A PT100 at 100 degC should be about 138.5055 ohm. If the loop is wired as a 2-wire circuit and each lead adds 0.8 ohm, the receiver sees about 140.1055 ohm.

If the receiver interprets that full value as pure sensor resistance, the apparent temperature rises several degrees above the real process temperature. In this example the card would read about 104.22 degC even though the sensor element itself is still exactly on target at 100 degC.

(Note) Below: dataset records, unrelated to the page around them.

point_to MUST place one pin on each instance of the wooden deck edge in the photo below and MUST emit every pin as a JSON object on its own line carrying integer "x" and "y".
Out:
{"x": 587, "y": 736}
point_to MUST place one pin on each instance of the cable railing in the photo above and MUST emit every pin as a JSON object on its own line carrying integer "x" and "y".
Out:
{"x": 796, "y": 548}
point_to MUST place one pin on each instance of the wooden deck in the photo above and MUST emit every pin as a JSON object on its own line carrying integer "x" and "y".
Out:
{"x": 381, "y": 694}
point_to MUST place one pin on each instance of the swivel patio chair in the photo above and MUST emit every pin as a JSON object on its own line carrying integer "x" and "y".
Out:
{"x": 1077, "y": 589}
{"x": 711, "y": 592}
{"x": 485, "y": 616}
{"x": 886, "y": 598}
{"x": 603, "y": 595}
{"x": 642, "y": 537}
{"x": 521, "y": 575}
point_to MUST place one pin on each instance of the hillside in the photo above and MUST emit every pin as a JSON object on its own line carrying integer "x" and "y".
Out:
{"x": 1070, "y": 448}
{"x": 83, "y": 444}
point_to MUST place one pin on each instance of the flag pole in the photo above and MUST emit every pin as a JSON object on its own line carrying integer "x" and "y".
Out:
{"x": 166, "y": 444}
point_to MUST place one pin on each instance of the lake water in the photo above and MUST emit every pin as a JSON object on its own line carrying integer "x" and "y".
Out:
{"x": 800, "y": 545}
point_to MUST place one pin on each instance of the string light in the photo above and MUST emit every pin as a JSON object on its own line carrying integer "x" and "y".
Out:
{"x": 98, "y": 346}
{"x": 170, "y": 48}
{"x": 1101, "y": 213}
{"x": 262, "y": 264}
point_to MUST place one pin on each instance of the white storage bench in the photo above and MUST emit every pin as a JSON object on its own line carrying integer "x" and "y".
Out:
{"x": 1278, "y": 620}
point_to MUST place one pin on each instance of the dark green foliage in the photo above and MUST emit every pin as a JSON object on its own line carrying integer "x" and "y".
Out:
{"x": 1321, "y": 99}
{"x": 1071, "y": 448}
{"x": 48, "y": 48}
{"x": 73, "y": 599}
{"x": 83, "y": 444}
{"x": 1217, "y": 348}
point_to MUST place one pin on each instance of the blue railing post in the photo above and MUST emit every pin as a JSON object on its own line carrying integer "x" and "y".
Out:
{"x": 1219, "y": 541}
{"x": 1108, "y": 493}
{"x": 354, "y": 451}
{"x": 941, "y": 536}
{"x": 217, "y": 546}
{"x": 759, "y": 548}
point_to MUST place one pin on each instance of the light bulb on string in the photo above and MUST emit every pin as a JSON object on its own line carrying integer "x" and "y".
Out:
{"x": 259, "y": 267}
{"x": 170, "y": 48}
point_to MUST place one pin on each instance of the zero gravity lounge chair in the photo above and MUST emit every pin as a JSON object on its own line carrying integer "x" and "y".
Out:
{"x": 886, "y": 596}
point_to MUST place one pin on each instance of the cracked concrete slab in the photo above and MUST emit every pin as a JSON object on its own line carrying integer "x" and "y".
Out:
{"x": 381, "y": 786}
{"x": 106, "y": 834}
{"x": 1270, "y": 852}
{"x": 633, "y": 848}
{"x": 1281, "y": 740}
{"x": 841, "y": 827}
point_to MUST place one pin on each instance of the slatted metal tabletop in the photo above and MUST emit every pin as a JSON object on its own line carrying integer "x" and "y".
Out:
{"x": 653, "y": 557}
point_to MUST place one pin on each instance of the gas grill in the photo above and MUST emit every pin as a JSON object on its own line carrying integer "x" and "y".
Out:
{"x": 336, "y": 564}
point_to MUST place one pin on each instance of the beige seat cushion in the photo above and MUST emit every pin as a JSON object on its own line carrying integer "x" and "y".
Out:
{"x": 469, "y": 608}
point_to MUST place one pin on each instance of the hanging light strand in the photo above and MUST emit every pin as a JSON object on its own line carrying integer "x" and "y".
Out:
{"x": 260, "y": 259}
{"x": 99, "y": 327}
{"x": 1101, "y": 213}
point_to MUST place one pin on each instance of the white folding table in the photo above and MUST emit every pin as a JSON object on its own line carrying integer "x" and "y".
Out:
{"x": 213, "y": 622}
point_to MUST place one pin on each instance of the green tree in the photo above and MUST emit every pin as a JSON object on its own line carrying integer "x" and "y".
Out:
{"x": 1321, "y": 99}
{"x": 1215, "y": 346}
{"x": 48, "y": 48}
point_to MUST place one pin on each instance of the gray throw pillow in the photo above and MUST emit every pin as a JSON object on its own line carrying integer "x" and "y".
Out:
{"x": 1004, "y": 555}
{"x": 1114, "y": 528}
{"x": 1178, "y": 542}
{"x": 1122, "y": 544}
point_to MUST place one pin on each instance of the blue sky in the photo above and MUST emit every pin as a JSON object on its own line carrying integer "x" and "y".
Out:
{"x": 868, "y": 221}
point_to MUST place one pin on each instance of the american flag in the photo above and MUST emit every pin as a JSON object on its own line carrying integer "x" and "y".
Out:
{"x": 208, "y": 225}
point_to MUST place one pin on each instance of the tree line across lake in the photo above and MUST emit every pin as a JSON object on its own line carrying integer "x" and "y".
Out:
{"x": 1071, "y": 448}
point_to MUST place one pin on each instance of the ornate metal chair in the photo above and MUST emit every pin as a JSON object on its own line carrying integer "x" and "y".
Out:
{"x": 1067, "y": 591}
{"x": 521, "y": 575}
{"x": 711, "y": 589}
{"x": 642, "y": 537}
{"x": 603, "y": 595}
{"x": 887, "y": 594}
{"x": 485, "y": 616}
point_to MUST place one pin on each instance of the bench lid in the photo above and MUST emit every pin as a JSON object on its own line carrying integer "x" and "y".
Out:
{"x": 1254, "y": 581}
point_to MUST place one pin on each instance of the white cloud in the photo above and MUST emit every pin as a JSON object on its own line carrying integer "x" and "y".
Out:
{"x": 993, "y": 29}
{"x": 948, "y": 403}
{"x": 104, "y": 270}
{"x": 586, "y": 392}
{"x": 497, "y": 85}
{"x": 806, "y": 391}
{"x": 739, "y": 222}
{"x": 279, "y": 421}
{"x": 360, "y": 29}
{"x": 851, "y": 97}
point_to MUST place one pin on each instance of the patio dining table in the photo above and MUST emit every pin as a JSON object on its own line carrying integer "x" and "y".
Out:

That is why this tool separates sensor resistance, receiver resistance, and corrected temperature instead of giving you only one number.

Why This Tool Matters

RTD problems often hide in places that a simple resistance table does not reveal: the wrong nominal sensor, a two-wire install with too much lead resistance, or a tolerance class that was never considered during acceptance testing.

The practical job is rarely just converting one point. It is proving that the sensor, wiring, transmitter, and acceptance window all agree before the value goes into a PLC, historian, or control loop.

That is why the page combines inverse conversion, class tolerance, wire-mode correction, and table generation in one workflow.